Spring Boot provides auto-configuration Spring Session for a wide range of data stores. When creating a servlet web application, the following stores can be automatically configured:
-
JDBC
-
Redis
-
Hazelcast
-
MongoDB
In addition, Spring Boot for Apache Geode provides auto-configuration for use Apache Geode as a session store.

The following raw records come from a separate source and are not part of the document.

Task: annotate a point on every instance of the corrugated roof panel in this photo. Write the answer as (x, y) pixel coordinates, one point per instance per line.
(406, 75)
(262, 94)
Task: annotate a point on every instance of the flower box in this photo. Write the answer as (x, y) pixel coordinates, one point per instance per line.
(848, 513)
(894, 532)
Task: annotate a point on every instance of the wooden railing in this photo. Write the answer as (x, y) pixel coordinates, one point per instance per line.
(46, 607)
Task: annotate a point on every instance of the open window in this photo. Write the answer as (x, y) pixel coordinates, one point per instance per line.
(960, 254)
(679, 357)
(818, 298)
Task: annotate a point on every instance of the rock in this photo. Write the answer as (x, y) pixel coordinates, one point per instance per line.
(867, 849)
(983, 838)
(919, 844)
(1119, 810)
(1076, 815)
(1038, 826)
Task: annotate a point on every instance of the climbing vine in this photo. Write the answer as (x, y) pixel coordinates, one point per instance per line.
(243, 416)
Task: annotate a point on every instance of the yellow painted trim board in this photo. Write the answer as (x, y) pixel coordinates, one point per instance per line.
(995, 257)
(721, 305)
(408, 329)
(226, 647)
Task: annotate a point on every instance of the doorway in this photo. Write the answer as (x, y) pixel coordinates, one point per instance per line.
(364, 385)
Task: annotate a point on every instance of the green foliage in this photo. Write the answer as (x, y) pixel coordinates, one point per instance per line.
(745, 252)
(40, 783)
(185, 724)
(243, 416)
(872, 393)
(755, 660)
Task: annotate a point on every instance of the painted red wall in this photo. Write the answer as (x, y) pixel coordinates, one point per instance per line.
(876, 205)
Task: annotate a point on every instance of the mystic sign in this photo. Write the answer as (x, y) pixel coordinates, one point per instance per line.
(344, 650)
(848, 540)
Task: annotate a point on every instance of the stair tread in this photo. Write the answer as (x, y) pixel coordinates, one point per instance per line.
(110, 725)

Servlet autoconfiguration replaces the need to use the @Enable*HttpSession
annotation.
When building a reactive web application, the following stores can be automatically configured:
-
Redis
-
MongoDB
Reactive autoconfiguration replaces the need to use the @Enable*WebSession
annotation.
If there is one Spring Session module in the classpath, Spring Boot automatically uses that storage implementation. If there is more than one implementation, you must select StoreType
that you want to use to store sessions. For example, to use JDBC as backend storage, you can configure your application as follows:
spring.session.store-type=jdbc
spring:
session:
store-type: "jdbc"
store-type
to
none
.
Each repository has certain additional parameters. For example, you can customize the table name for a JDBC store, as shown in the following example:
spring.session.jdbc.table-name=SESSIONS
spring:
session:
jdbc:
table-name: "SESSIONS"
To set the session timeout, you can use the spring.session.timeout
property. If this property is not set in a servlet web application, autoconfiguration will fall back to server.servlet.session.timeout
.
You can manage Spring Session configuration using the @Enable*HttpSession
annotation (servlet application) or the @Enable*WebSession
annotation (reactive application). This will rollback the auto-configuration. The Spring Session can then be configured using annotation attributes rather than the configuration properties described previously.